Il va neiger dans quelques jours. Je me souviens
de l’an dernier. Je me souviens de mes tristesses
au coin du feu. Si l’on m’avait demandé: qu’est-ce? 
j’aurais dit: laissez-moi tranquille. Ce n’est rien.  

J’ai bien réfléchi, l’année avant, dans ma chambre,
pendant que la neige lourde tombait dehors.
J’ai réfléchi pour rien. À présent comme alors
je fume une pipe en bois avec un bout d’ambre.

Ma vieille commode en chêne sent toujours bon.
Mais moi j’étais bête parce que tant de choses
ne pouvaient pas changer et que c’est une pose
de vouloir chasser les choses que nous savons.
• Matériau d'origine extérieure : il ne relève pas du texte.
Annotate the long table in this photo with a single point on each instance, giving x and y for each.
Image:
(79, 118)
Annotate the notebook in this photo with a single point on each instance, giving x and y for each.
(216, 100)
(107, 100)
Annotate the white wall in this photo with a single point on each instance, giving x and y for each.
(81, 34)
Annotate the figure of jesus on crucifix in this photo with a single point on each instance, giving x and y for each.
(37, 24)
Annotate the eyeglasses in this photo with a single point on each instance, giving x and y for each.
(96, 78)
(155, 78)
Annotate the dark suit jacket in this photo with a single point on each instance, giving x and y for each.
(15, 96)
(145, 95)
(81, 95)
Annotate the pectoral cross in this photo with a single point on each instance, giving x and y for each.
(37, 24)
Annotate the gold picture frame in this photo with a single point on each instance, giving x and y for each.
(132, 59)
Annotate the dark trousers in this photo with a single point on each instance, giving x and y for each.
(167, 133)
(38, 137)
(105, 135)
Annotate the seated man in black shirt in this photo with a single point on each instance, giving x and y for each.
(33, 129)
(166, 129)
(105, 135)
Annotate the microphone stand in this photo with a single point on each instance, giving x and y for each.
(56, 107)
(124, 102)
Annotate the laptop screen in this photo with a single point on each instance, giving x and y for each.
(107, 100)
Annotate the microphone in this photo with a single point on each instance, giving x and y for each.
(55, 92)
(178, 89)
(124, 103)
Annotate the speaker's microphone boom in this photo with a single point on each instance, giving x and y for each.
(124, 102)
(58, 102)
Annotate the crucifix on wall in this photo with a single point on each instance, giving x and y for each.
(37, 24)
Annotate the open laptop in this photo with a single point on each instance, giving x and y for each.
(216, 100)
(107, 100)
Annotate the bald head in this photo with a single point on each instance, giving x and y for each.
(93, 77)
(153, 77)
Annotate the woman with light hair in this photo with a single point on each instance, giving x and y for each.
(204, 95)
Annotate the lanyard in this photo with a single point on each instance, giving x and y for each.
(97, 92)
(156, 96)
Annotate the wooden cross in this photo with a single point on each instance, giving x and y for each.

Pourquoi donc pensons-nous et parlons-nous? c’est drôle; 
nos larmes et nos baisers, eux, ne parlent pas,
et cependant nous les comprenons, et les pas
d’un ami sont plus doux que de douces paroles.

On a baptisé les étoiles sans penser
qu’elles n’avaient pas besoin de nom, et les nombres,
qui prouvent que les belles comètes dans l’ombre
passeront, ne les forceront pas à passer.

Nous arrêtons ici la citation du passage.